Somewhere, Marlene's sure, there's a correct response to what Mary's just told her—but she doesn't have the first clue where to look for it. She swallows.

xx

"It should have been me," says Emmeline. "Not Elisabeth, not Millie—me. Madam Pomfrey—hell, all of you—went out of your way to save me, and I've been ungrateful enough all this time to wish you hadn't bothered, and then they died when they didn't deserve to, when they didn't want to, and…"

They're sitting in the grass underneath the big beech tree after finishing their last final exam of the year (Defense Against the Dark Arts). Em's confession is the first thing any of them has said since they came out here. It's been a lot like that lately: they seem to have transcended the need for many words.

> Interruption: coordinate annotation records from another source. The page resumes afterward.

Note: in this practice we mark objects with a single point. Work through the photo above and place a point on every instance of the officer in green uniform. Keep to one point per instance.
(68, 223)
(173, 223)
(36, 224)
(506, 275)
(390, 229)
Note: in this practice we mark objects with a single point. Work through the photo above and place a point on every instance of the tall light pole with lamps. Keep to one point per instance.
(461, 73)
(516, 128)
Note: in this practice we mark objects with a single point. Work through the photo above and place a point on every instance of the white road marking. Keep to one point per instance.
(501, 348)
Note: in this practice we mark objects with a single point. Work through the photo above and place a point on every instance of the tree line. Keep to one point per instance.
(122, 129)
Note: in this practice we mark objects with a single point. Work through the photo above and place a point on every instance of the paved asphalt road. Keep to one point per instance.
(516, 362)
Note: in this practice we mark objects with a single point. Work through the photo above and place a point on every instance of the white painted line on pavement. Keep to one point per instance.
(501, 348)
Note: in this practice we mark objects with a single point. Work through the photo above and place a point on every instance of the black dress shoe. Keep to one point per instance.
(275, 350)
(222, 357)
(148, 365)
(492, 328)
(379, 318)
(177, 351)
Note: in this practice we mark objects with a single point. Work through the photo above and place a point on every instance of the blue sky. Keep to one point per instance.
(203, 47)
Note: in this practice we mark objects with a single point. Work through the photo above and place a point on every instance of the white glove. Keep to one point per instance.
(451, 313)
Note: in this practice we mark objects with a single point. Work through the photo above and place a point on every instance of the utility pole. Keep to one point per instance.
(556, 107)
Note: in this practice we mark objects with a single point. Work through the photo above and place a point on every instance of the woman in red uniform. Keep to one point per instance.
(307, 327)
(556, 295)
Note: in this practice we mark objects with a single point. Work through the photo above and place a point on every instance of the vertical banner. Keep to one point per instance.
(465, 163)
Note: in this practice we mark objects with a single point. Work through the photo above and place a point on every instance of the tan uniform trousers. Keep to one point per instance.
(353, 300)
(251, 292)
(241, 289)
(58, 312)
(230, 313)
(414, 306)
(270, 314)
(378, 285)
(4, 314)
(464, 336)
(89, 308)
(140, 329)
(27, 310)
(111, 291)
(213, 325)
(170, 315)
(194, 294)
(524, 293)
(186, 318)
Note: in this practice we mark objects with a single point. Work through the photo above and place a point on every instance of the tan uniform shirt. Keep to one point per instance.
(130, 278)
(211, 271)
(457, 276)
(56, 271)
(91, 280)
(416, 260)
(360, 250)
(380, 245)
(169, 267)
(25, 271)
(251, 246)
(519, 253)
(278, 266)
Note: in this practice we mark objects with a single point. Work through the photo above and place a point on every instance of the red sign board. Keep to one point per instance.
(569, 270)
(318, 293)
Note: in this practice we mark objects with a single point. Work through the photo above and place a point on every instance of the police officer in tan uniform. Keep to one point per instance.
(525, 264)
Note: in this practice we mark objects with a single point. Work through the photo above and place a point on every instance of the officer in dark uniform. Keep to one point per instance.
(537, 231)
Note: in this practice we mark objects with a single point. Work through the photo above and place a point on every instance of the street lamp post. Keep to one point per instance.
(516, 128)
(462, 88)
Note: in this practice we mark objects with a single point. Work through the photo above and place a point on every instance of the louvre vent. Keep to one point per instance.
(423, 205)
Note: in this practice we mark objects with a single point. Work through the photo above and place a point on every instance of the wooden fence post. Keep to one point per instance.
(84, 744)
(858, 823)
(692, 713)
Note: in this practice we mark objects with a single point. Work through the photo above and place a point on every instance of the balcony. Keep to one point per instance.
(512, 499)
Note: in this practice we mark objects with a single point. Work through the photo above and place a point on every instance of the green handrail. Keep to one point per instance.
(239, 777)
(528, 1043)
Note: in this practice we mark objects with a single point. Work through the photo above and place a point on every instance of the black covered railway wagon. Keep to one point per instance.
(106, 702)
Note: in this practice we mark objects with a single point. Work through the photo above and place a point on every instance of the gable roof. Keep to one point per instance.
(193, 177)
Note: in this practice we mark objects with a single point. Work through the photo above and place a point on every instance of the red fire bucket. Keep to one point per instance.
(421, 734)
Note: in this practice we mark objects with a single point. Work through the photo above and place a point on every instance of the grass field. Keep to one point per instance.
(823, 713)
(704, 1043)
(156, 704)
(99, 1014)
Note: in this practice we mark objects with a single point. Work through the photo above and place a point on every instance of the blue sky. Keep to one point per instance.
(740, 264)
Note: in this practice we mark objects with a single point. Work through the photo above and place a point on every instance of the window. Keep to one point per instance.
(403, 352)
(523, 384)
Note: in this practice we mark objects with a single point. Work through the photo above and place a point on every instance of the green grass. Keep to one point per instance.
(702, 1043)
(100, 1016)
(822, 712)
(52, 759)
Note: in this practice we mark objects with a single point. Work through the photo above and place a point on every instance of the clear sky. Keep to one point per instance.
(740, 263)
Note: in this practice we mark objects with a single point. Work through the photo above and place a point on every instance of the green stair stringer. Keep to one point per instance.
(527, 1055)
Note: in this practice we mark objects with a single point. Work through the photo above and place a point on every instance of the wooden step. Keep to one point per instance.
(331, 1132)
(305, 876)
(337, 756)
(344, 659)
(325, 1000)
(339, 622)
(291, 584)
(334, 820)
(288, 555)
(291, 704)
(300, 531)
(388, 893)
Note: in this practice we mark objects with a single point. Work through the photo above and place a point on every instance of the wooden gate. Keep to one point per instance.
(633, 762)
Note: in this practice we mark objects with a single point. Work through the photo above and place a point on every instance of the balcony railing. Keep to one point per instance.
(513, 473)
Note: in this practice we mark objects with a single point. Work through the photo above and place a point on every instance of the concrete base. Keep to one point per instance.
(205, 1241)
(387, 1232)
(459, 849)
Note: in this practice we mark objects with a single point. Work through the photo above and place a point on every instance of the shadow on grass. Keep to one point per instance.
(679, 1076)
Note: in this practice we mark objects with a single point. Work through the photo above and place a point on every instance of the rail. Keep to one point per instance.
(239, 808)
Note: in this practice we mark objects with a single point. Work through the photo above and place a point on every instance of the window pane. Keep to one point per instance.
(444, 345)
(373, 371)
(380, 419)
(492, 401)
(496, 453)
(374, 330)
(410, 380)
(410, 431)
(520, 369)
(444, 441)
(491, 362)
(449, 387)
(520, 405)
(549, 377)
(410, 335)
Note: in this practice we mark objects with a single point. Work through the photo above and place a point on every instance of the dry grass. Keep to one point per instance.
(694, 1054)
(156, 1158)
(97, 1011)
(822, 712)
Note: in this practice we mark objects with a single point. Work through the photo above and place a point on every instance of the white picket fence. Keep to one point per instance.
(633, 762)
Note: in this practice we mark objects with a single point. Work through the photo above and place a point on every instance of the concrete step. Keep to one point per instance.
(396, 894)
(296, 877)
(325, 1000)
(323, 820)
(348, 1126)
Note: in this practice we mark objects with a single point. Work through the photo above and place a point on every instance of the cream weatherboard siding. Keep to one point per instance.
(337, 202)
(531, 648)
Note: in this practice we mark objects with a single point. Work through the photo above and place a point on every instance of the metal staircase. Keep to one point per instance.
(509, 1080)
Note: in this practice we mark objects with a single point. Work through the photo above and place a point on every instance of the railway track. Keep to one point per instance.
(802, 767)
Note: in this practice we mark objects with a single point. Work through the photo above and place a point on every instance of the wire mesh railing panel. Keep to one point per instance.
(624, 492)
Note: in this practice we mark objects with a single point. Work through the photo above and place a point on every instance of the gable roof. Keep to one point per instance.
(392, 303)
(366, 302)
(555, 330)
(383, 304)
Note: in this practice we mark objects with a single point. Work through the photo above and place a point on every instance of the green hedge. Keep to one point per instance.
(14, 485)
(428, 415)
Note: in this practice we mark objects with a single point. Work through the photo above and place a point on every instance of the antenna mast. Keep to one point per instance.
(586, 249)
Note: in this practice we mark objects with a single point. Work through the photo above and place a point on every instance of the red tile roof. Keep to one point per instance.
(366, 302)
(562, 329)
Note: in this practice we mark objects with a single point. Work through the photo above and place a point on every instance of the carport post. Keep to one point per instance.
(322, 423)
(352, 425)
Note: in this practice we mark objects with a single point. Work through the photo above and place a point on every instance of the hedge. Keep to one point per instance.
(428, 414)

Peter, who's sitting beside her, loops an arm around her waist and scrunches down so he can lay his head on her shoulder. Emmeline tips her own head against Peter's and closes her eyes.

"You can't think like that, Em," says Alice quietly. "You can't trade your life for theirs. It's not like they would have lived if you'd… er… succeeded."

"Al is right," adds Lily. "The only thing you could do is take yourself away from us on top of them, and—and none of us wants to see that happen."

If Millie hadn't died, Marlene doesn't think she could have understood where Emmeline's coming from—but Millie did die, and Marlene can almost, almost relate. It's not that Marlene doesn't want to live: she does. But between Sirius and Doc and Millie and the overpowering guilt towering over her every day—for her to have to live like this when Millie might have been happy, were she still here—

Was Millie happy? She never voiced complaint for her lot in life, but Marlene always got the impression that she was mercilessly bullied by her peers. Of course, on the other hand, for Millie to have died before she had a chance to live to see life get better—

"You have to try to get better," Marlene tells Emmeline now. "Their stories are over, but yours isn't, and you have to—you have to do it for them. Make it mean something that you're the one who's still here. Make it worth it."

Marlene's eyes connect with Em's—then, for the first time in days, with Sirius's—and the dull, blunt-edged realization strikes her that she's not talking just about Emmeline.